Monday, September 24, 2012

New Studies Link Colony Collapse Disorder to Pesticides

Neonicotinoids (or neonics) have again been implicated in three new studies about the cause of Colony Collapse Disorder (CCD).
Over a million bee colonies disappear every year, leaving behind only a few unhealthy bees and the queen in the hive.  The link to neonicotinoids has been highlighted before, but the chemicals are now more closely linked to the bee deaths while reduction in habitat is a lesser factor.
Tom Philpott's article "3 New Studies Link bee Decline to Bayer Pesticide" for Mother Jones lays out the evidence that bees are mostly affected by the neonics pesticides used for corn.  The pesticides are not only applied to plants on a broad scale, but most of the United States' 94 million acres of corn (over 142 million acres including other crops) will be planted with seeds treated with neonic pesticides. Philpott points out that the findings will pressure the EPA to reconsider its registration of the pesticides based on a study carried out by the same chemical company that makes the pesticides (Bayer).  The EPA later found that the Bayer study was not satisfactory in proving that honeybees were safe.  Philpott links to an EPA memo which questions the study:

". . . after another review of this field study in light of additional information, deficiencies were identified that render the study supplemental . . . another field study is needed to evaluate the effects of clothianidin on bees through contaminated pollen and nectar.  Exposure through contaminated pollen and nectar  and potential toxic effects therefore remain an uncertainty for pollinators"
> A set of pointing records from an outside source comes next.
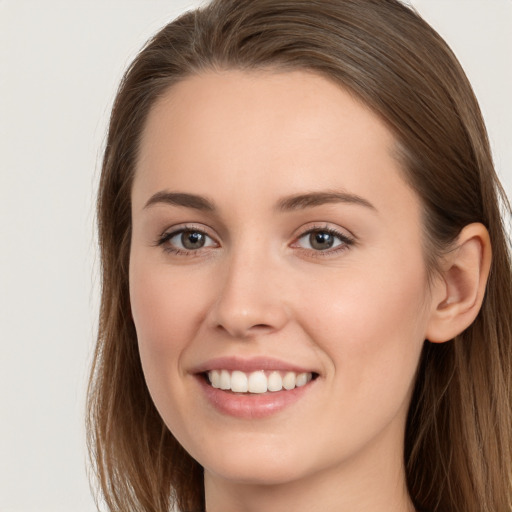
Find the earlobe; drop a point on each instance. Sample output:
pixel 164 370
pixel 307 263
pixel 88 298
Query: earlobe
pixel 460 288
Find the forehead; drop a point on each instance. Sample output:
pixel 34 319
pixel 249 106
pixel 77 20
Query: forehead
pixel 247 134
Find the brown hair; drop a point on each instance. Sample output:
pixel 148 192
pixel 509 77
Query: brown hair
pixel 458 434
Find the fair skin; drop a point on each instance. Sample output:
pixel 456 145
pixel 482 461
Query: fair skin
pixel 332 284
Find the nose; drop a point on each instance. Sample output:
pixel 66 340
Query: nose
pixel 252 297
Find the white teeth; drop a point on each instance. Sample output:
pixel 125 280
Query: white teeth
pixel 275 382
pixel 225 380
pixel 257 382
pixel 302 380
pixel 215 379
pixel 289 381
pixel 239 382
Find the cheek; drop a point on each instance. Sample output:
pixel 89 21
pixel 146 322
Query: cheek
pixel 371 323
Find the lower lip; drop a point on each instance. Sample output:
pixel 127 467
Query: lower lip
pixel 252 406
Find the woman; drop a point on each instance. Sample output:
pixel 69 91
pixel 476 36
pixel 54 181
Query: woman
pixel 306 281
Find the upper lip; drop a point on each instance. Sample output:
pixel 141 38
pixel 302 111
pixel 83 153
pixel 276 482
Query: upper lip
pixel 249 365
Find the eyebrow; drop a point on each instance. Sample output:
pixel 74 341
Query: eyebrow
pixel 312 199
pixel 295 202
pixel 181 199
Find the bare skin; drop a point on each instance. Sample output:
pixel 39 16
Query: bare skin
pixel 238 267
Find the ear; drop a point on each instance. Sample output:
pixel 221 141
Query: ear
pixel 458 293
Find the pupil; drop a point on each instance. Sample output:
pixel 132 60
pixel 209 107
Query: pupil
pixel 192 240
pixel 321 240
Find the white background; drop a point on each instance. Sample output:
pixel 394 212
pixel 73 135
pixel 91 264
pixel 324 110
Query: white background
pixel 60 62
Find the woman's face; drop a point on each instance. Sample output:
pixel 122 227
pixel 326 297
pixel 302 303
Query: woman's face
pixel 276 245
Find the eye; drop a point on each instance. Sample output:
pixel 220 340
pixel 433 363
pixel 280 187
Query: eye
pixel 186 240
pixel 323 240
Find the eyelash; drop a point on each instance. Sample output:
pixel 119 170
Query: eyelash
pixel 346 241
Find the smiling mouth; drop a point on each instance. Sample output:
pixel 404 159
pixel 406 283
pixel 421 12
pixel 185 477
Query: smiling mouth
pixel 257 382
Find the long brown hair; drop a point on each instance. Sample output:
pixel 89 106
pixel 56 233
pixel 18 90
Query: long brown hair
pixel 458 434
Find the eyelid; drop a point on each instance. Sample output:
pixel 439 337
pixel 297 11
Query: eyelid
pixel 346 238
pixel 173 231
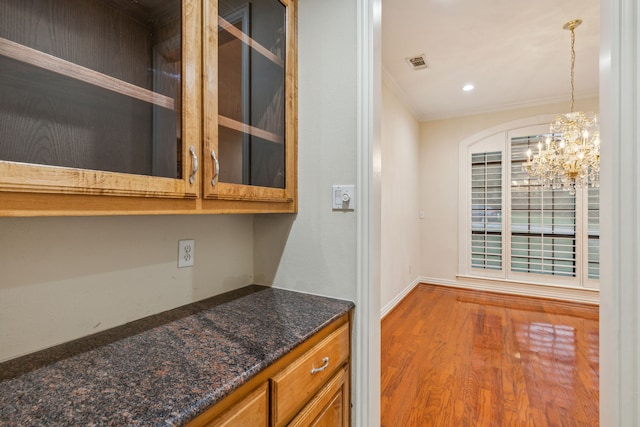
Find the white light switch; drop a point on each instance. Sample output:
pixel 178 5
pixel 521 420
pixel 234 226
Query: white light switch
pixel 344 197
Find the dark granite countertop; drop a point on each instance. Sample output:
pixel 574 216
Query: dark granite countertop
pixel 165 369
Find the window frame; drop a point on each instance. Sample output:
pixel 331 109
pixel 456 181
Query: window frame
pixel 499 139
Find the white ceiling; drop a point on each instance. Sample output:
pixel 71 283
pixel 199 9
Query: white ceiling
pixel 515 52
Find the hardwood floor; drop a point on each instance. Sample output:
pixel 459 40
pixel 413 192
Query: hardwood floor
pixel 463 358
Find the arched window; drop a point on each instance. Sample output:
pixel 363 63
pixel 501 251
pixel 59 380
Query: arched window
pixel 512 228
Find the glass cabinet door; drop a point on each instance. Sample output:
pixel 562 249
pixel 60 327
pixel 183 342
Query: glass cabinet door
pixel 92 93
pixel 249 67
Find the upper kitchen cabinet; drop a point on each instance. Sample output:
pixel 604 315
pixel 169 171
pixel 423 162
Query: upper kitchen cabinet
pixel 250 100
pixel 147 106
pixel 98 97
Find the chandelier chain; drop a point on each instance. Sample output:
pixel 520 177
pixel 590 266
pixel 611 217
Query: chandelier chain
pixel 573 62
pixel 569 156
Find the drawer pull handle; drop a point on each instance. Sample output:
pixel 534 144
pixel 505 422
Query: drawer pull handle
pixel 195 164
pixel 216 163
pixel 321 368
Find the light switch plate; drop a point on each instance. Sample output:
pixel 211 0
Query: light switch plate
pixel 343 197
pixel 186 253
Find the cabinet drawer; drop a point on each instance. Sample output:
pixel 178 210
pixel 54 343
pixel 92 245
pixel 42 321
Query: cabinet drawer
pixel 250 411
pixel 330 406
pixel 294 386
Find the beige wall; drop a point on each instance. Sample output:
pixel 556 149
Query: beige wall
pixel 439 181
pixel 64 278
pixel 315 250
pixel 400 244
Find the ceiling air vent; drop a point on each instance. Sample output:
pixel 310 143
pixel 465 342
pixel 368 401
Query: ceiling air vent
pixel 418 62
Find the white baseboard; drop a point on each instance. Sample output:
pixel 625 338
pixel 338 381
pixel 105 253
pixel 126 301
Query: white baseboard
pixel 387 308
pixel 581 295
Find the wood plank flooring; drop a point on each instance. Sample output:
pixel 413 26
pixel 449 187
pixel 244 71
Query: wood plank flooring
pixel 463 358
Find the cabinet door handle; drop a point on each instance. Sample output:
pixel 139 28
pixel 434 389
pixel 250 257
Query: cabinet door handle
pixel 216 163
pixel 321 368
pixel 195 164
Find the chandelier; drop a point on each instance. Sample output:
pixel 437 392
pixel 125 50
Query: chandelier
pixel 570 156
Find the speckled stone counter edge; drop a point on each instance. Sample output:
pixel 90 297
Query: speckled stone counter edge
pixel 164 369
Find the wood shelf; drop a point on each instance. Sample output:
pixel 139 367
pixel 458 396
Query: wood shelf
pixel 234 31
pixel 68 69
pixel 248 129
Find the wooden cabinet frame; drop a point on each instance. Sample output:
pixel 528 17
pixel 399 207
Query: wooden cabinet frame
pixel 36 190
pixel 212 119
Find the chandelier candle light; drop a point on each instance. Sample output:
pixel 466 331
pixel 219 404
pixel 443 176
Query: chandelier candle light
pixel 570 156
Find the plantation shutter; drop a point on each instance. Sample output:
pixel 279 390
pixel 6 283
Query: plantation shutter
pixel 593 232
pixel 486 210
pixel 543 221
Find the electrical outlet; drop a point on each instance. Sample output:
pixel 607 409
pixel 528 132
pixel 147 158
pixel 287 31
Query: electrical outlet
pixel 186 253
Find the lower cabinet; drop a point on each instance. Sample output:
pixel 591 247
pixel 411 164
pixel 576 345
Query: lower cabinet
pixel 253 410
pixel 307 387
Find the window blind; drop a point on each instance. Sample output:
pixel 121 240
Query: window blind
pixel 593 232
pixel 543 221
pixel 486 210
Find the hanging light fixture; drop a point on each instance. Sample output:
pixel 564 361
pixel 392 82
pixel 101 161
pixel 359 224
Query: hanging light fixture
pixel 570 156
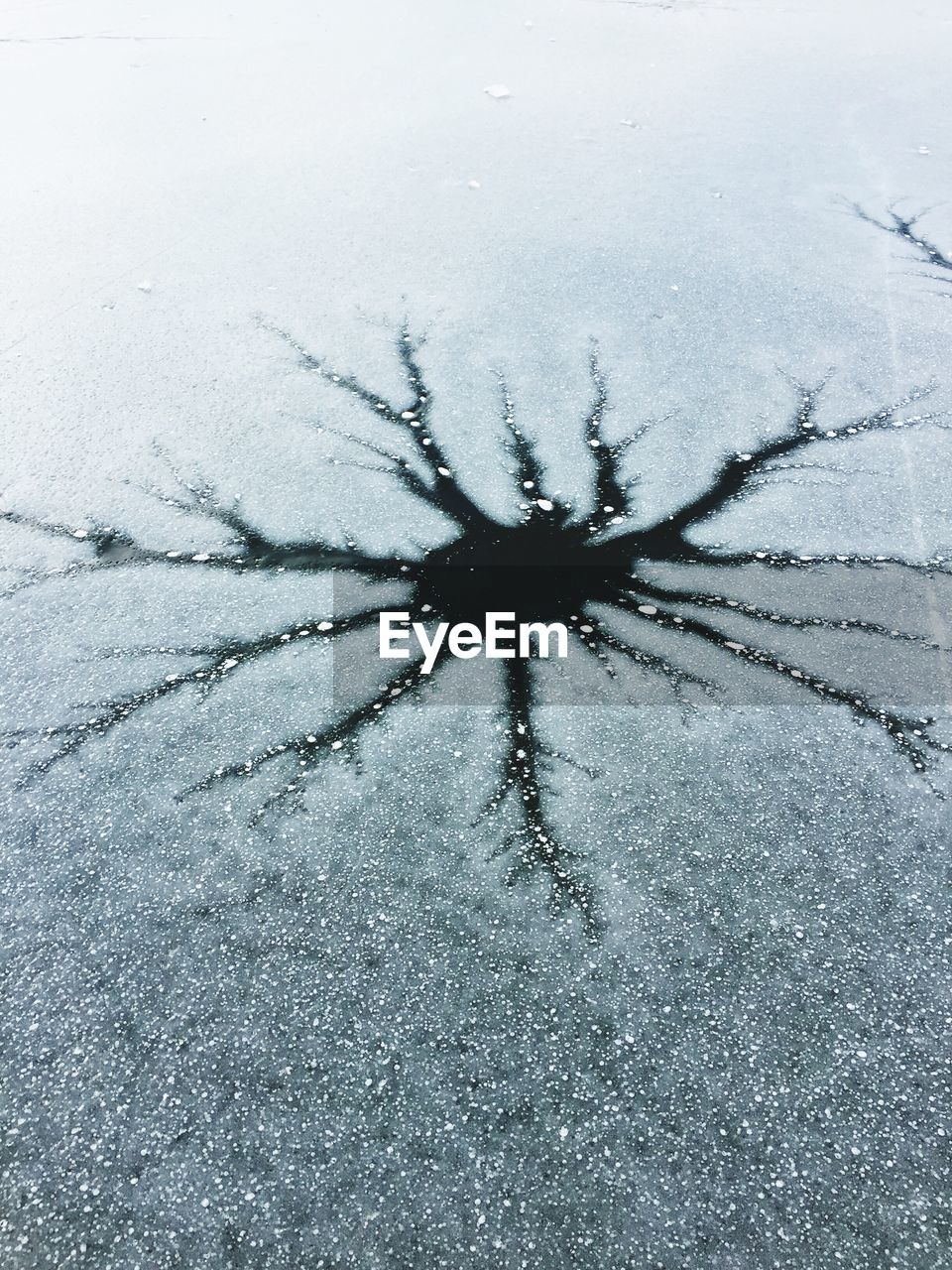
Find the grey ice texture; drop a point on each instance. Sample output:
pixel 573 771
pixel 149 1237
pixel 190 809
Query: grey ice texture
pixel 340 1040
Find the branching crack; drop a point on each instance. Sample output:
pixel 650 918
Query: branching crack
pixel 548 563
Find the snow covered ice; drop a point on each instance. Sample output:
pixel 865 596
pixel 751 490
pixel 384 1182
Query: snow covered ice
pixel 696 1012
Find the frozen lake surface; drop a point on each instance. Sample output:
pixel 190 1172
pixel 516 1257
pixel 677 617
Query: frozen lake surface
pixel 679 998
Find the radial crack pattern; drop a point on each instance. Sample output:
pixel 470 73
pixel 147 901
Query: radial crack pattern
pixel 592 570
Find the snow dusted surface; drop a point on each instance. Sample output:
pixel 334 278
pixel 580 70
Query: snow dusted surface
pixel 339 1039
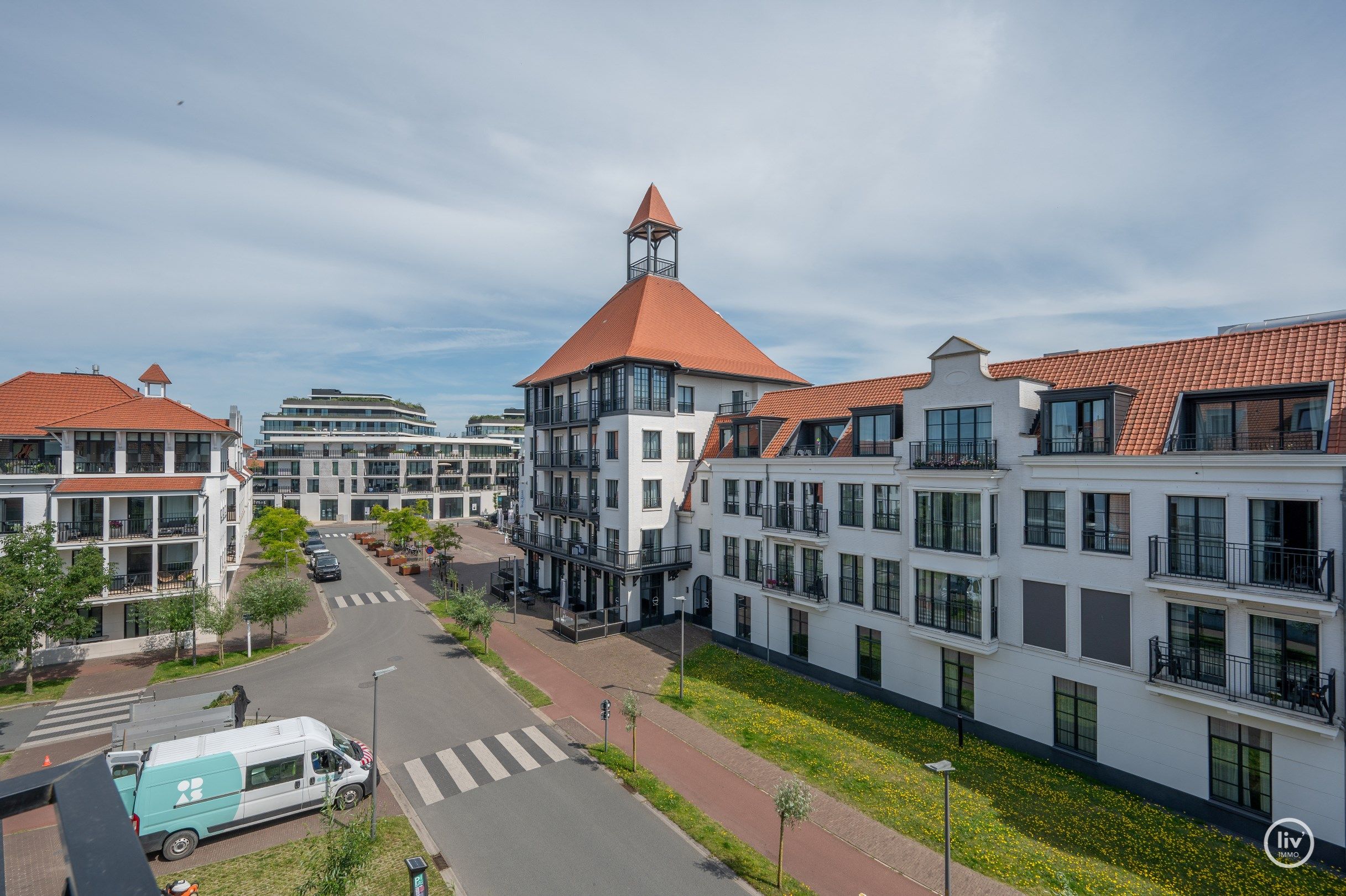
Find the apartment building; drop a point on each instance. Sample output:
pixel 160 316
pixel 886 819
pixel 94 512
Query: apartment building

Heather Pilatic, Co-director of the Pesticide Action Network in North America weighs in on the evidence in the Huffington Post Blog.  She highlights that the neonics cause a variety of health problems for bees: low-level exposure can make bees more susceptible to infection, impair memory and learning, disrupt foraging and homing abilities, and can cause an 85% reduction in the number of queens produced. A single flight over freshly-sown corn fields can result in enough exposure that bees die right away.

This Reuters article, by Richard Schiffman highlights that bee farming has also become, to some degree, industrialized.  The bees are fed high-fructose corn syrup (made from corn treated with neonics) and queens are artificially inseminated resulting in a decline in genetic diversity among honey bees.

As you probably know, most of the food that humans rely on is pollinated by wild pollinators and honey bees (wild pollinators, like bumble bees, are having the same population reduction as honeybees).  And we are in serious trouble if wild bees go extinct, and we continue to lose a third (or more!) of commercial honey bees each year.

An important note for homeowners: most pesticides for garden and lawn use contain the chemicals that are harmful to bees.  For the bees sake (if not for your own, for your pets, and for your environment), it is important to cut out the pesticides.  Even trace amounts are fatal to bees. The best neighbors are the ones that plant flowers that feed bees, and cut the chemicals that harm them!